Figure 1: Optimal policy for binary value-based decision-making with input-dependent noise. The policy determines when an optimal decision-maker should choose an option: decision-makers continue to accumulate evidence until a decision boundary is reached and a decision is made. In the top row, the two panels show two representative sampling trajectories for equal alternatives with low (left) and high (right) magnitude conditions. The panels below show the time course for the low magnitude condition, in (A) to (C), and for the high magnitude condition, in (D) and (E). Both trajectories and collapsing boundaries are colour-coded, representing time (top legend). With input-dependent noise, the size of the random fluctuations varies with the input magnitude, therefore the high-magnitude conditions have on average larger fluctuations that hit a decision boundary faster compared to the low-magnitude conditions (0.8 s, compared to 2 s).
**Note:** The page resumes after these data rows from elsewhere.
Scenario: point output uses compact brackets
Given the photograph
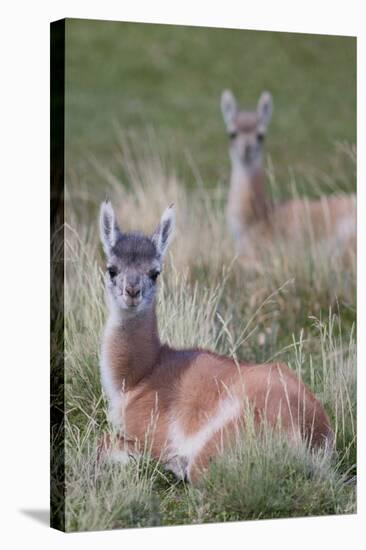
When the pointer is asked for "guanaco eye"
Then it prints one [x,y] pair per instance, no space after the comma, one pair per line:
[112,272]
[154,274]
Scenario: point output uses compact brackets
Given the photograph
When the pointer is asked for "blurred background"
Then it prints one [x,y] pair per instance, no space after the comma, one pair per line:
[144,128]
[170,78]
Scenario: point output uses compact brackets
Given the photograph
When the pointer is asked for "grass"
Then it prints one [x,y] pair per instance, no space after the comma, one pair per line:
[144,129]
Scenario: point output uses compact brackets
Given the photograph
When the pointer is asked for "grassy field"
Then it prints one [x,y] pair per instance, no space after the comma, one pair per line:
[144,128]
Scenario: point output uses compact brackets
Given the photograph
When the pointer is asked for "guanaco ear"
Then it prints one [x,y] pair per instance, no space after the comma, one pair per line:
[264,109]
[108,226]
[164,232]
[229,109]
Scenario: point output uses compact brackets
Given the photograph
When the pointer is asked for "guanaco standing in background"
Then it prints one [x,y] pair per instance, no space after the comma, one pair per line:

In the absence of input-dependent noise, low and high-magnitude conditions would be indistinguishable and reach a boundary in the same time, exhibiting magnitude-insensitivity.

Figure 1

Figure 2: Results from stochastic simulations for a single choice: input-dependent noise can explain magnitude-sensitive optimal policies. Φ quantifies the strength of the input-dependent noise. The figure shows mean reaction time as a function of the magnitude of equal alternatives (the bars are 95% confidence intervals). When Φ=0, the magnitude-insensitive optimal policy is derived (Tajima et al., 2016). This figure shows magnitude-sensitive optimal reaction times for a single choice (i.e., expected reward for each individual choice is maximised) as a function of input-dependent noise and magnitude of the stimuli.

Figure 2

Figure 3: Results from stochastic simulations for a sequence of choices: input-dependent noise can explain magnitude-sensitive optimal policies. This figure shows magnitude-sensitive optimal reaction times for a sequence of choices (i.e., total expected reward within a fixed time period is maximised) as a function of input-dependent noise and magnitude of the stimuli.